Abstract

Farm Management Information Systems (FMIS) integrate data from a variety of sources, including sensors, for the purpose of enabling farmers to interpret past activity and predict future performance. FMIS is traditionally designed for and used by large farms, given their capital and need for automation and scale-up. This paper examines the current data collection practices on small and medium farms so that FMIS systems can be better designed to their needs. Our empirical research comprises interviews conducted during 10 farm visits. Our semi-structured interviews incorporated questions about daily activities, points of decision-making, data sharing, and incentives for data collection.
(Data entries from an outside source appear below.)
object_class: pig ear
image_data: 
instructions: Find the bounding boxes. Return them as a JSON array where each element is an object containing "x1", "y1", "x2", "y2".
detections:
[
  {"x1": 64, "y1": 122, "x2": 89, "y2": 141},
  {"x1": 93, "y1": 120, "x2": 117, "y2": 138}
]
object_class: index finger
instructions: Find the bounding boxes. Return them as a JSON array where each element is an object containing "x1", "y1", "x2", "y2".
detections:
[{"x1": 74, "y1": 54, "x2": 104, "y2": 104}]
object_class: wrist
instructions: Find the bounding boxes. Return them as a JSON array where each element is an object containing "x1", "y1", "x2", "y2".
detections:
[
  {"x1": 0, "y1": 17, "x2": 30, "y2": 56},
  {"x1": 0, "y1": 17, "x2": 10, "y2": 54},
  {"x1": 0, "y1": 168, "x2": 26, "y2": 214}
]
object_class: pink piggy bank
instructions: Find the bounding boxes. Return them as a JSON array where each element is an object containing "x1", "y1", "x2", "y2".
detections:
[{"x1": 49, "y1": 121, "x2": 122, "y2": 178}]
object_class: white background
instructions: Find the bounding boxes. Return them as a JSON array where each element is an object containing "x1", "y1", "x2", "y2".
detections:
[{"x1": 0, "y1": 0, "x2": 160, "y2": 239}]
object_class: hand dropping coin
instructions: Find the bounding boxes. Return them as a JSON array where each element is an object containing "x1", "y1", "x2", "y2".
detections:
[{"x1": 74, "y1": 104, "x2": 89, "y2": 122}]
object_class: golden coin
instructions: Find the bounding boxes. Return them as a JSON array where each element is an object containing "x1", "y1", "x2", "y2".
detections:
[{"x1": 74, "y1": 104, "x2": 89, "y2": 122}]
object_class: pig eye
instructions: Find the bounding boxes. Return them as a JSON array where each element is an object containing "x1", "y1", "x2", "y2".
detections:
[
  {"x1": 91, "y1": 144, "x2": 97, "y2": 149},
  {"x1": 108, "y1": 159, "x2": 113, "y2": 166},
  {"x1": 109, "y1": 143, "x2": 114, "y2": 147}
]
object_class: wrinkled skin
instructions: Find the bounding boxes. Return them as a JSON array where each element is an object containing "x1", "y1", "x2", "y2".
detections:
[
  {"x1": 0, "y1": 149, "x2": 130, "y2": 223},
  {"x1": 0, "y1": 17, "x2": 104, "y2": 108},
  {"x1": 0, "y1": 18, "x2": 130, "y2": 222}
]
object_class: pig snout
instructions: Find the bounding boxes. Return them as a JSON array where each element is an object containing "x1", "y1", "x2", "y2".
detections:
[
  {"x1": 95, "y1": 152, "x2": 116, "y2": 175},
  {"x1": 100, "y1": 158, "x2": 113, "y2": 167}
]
We analyzed the interviews by focusing on possible obstacles to adopting expanding digital data collection practices and how expanded data collection might help fulfill farmers' goals and motivations. We found that farmers use their own bespoke data collection techniques instead of or in parallel to more formalized methods and often hold key observations and hypotheses in their heads rather than committing them to any data collection system at all. Key barriers to FMIS adoption include technology skepticism, technical hurdles, lack of support, and self-doubt in technical skills. Based on this empirical work and analysis, we recommend that FMIS systems can best address the needs of small and medium farms by 1) accounting for the farmers' different approaches to memorizing vs. storing data, 2) integrating rather than trying to replace existing practices, and 3) considering the economic and political motivations driving farm decision-making and practices.